According to Google’s data, mobile voice searches more than doubled in the past year. With the advent of technology like Siri and Google’s mobile voice on Android, people of all ages are starting to talk to their devices more regularly. In fact, 55% of teens and 41% of adults use voice search more than once a day. 56% of adults admit that talking to their phones makes them “feel tech savvy.”
Google’s blog post goes into quite a bit of specificity with regards to how adults and teens interact with voice search, but here are the relevant points for hoteliers:
- 40% of adults and 38% of teens use voice search to ask for directions
- 20% of teens and 9% of adults use voice search to find out movie times
- 89% of teens and 85% of adults use voice search because “it’s the future”
- 45% of teens and 36% of adults wish voice search could do things like “send me pizza”

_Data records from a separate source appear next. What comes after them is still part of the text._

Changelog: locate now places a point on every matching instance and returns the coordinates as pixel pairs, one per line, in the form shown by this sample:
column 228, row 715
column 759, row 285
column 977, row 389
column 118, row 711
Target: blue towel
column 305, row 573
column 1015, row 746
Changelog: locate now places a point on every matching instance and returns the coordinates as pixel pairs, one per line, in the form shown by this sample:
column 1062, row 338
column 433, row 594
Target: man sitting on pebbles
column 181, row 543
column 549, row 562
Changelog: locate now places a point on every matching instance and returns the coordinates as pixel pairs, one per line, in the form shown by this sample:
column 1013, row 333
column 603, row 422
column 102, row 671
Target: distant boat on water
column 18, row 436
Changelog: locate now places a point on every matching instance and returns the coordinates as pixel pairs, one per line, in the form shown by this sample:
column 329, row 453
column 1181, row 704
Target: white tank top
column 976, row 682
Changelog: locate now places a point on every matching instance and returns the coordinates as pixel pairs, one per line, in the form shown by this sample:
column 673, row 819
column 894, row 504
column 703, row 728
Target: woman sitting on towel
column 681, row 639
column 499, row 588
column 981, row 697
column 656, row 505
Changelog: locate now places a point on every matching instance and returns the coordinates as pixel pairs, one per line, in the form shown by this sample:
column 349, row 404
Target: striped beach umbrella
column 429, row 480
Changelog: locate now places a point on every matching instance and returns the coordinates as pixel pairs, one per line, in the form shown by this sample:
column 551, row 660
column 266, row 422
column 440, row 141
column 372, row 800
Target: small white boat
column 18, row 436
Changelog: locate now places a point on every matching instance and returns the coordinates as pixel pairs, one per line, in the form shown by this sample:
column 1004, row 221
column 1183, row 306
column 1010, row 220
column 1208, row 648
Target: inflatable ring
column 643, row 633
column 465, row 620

Why are these the relevant points for hoteliers? Because these behaviors illuminate the evolving expectations of today’s consumers. Your guests expect to be able to pick up their mobile devices for faster access to information and services. They use mobile search to plan activities and find nearby destinations. They also wish that they could do things like pick up their phones and order a meal. Scott Huffman, Google’s VP of Conversational Search, writes, “We’re not quite there yet, but next time you don’t feel like cooking, just pull out your phone, tap the Google app, and say: ‘Ok Google, call Round Table Pizza.’ You’ll still have to place your order over the phone, but we’re getting closer!”
Hospitality is closer to this wish than ever before. Revinate’s inGuest enables guests to pick up their mobile devices for direct interaction with hotel staff. Guests can order room service, book appointments, and initiate service and concierge requests with just a few taps on their mobile phones. While we’re not there with voice search yet, the Google study makes one thing clear: The expectations of consumers are evolving. To continue delivering surprise and delight, hotels need to evolve too.